Вообразим на минуту, что Ломоносов был бы учеником маринистов (каким действительно, хоть частично, был Ив. Голеневский). Тогда краски и камни, киноварь, бирюза и топазы расцветили бы его стихи. Было бы нетрудно (и тоже неверно) объяснить и этот его стиль из того же великолепного "спектакля императорского дворца" - между тем маринизм в Германии был типично бюргерским литературным явлением (ЗС, с. 160-166). Очевидно, функция парения гораздо сложнее (и значительнее), чем это представляется Г. А. Гуковскому.

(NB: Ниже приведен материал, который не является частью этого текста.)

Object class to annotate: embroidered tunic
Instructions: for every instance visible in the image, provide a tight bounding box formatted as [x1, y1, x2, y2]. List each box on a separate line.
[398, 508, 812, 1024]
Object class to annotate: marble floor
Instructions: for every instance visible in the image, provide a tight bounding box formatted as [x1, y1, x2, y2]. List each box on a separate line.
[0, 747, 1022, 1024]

Какова эта функция, может быть выяснено только отдельным исследованием, которое уже потому не входит в рамки настоящей работы, что парение совершенно чуждо школе разума (и буалоизму) и имеет совершенно другие исторические корни. Но как к ним подойти? Есть ли в западной оде аналогии ломоносовскому стилю? Есть ли прямые западные источники?
Г. А. Гуковский указал однажды на Грифиуса и всю "поэтику немецкого барокко". {Сумароков А. П. 1935, с. 334. (В сер. "Б-ка поэта").} Это верно лишь в самом общем смысле отдаленной аналогии. Лирика Грифиуса представлена главным образом несколькими сотнями сонетов. Если помнить строгость жанрового мышления той эпохи, достаточно уже этого, чтобы вопрос о Грифиусе отпал. Просмотр его стихов привел нас к выводу, что Ломоносов, может быть, Грифиуса вообще и не читал, что нисколько не удивительно: отвергнутое либо забытое школой разума для него вряд ли и существует. Грифиуса, как Гарсдерфера, как Цезена, как Гофмансвальдау, он относит к тому полустолетию "ошибки", которое для него, как и для Тредиаковского (ЗС, с. 174), заполняет промежуток между Опицем и Каницем.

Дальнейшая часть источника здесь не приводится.